Heating of a similar 5 kg sample as described in Example 1 in an induction heating coil fitted with a graphite sleeve and an alumina crucible for 4 hours at 27 kHz, again from a cold start, resulted in coking of the coal mixture at 1 100O with 5 kW power. Small scale tests (25g samples) showed that higher amounts of ferro alloy added improved coupling in the heating coal, indicating a lesser dependency on the thickness of the graphite sleeve and radiation heating therefrom.

It is envisaged that the method 10 may advantageously be used with a downstream metallurgical process in which the coke and admixtures are employed as a reductant and a source of thermal energy. Particularly, the downstream metallurgical process may be a process generating ferro alloys such as ferro chromium and ferro manganese fines. Both ferro chromium fines and ferro manganese fines contain significant amounts of carbon, even up to 8%, which will improve the microwave heating susceptibility and possibly also the induction heating susceptibility of the admixture. Thus, by using these fines as microwave receptors during coke formation, fines generated in the metallurgical processes can be recycled and be built into the reductants during coke formation and then used in the metallurgical processes, and recycling of coke as seeding material can be eliminated or reduced. Such reductants can advantageously include a flux already selected for the metallurgical process in which the coke as reductant is to be used.

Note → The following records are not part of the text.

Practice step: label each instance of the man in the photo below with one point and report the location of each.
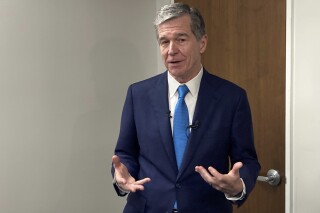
(205, 165)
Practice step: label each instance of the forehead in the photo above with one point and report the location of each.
(180, 25)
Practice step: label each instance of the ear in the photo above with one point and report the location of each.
(203, 43)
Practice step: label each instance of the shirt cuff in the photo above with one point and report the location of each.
(241, 196)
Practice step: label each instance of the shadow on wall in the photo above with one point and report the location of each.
(88, 188)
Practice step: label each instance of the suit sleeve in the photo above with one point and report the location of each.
(242, 148)
(127, 147)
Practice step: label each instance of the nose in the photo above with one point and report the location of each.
(173, 48)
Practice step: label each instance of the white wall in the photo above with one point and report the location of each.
(65, 66)
(305, 105)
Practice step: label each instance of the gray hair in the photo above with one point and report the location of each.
(176, 10)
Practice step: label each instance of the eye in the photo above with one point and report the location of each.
(163, 42)
(181, 40)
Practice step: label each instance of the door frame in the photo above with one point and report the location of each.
(288, 110)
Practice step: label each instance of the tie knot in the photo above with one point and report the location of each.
(183, 91)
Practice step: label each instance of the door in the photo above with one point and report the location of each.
(247, 46)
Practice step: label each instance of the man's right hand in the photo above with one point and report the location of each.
(123, 178)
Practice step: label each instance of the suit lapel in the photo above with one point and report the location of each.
(160, 103)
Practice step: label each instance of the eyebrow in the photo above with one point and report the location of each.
(176, 35)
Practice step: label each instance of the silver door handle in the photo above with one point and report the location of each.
(273, 178)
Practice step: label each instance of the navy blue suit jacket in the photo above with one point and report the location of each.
(145, 145)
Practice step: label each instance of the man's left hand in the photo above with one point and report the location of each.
(227, 183)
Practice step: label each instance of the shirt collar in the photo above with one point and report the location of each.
(193, 84)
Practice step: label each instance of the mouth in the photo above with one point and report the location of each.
(174, 62)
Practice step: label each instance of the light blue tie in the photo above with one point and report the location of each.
(180, 124)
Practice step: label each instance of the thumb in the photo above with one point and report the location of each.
(235, 169)
(116, 161)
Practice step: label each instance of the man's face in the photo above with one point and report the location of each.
(180, 50)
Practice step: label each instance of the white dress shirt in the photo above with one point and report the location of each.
(191, 97)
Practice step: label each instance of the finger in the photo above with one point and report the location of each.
(143, 181)
(116, 161)
(236, 169)
(204, 173)
(214, 172)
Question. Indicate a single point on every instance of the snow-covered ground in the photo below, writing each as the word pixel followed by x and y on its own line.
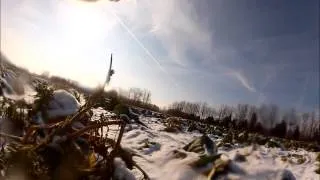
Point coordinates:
pixel 156 153
pixel 160 162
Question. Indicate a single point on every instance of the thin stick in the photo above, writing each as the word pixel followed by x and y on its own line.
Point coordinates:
pixel 17 138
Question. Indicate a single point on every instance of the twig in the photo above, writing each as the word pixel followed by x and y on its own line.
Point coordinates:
pixel 95 126
pixel 17 138
pixel 142 171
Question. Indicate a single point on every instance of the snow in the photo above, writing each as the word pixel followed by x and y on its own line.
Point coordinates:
pixel 63 104
pixel 156 151
pixel 159 161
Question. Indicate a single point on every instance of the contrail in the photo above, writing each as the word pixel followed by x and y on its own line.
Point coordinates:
pixel 143 47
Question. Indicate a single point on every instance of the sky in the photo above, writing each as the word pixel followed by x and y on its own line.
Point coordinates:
pixel 218 51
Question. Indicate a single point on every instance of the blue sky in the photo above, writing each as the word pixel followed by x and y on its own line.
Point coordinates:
pixel 219 51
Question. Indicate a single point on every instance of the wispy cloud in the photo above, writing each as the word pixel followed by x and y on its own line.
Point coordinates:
pixel 243 80
pixel 174 23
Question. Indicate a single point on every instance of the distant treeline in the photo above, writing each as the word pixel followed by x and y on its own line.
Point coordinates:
pixel 265 119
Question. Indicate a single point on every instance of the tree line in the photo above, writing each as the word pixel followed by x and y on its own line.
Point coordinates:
pixel 267 119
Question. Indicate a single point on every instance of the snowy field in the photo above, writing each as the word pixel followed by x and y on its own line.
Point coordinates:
pixel 160 154
pixel 159 159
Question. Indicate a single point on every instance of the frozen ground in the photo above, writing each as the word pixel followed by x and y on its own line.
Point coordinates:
pixel 154 149
pixel 159 161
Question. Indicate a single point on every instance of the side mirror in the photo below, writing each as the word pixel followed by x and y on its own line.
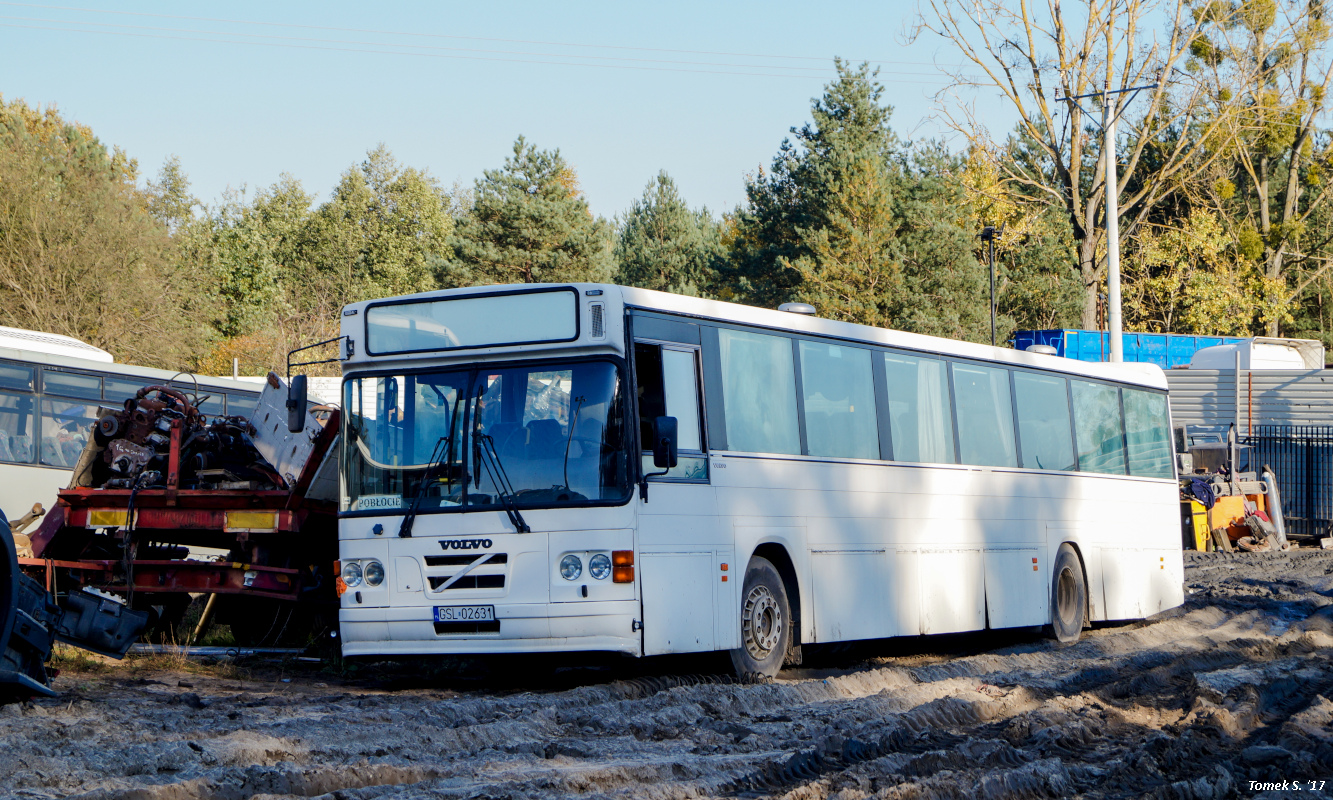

By way of development, the admixture of coking coal and fines may be provided as compacted or stamped blocks of high density material. Coke formed from these compacted or stamped blocks will show enhanced properties.

An advantage of the process 10, as illustrated, is that it provides the opportunity to recycle fines generated by metallurgical processes and to include the fines into the structure of a reductant that can then be used in the metallurgical processes. The method of the invention, as illustrated, can also contribute towards alleviating problems being experienced regarding coke shortages and environmental pollution. The presence of pre-reduced fines forming part of the coke may also be

advantageous when the coke is used in a downstream metallurgical process, such as enhancing the reactivity of the coke reductant, as well as inducing partial reduction of admixed ores. Furthermore, as the fines material is used as a microwave receptor and a seeding precursor for coke formation, recycling of coke can be eliminated or reduced. Lastly, but not the least, the method of the invention requires significantly less time than conventional coking processes to produce coke.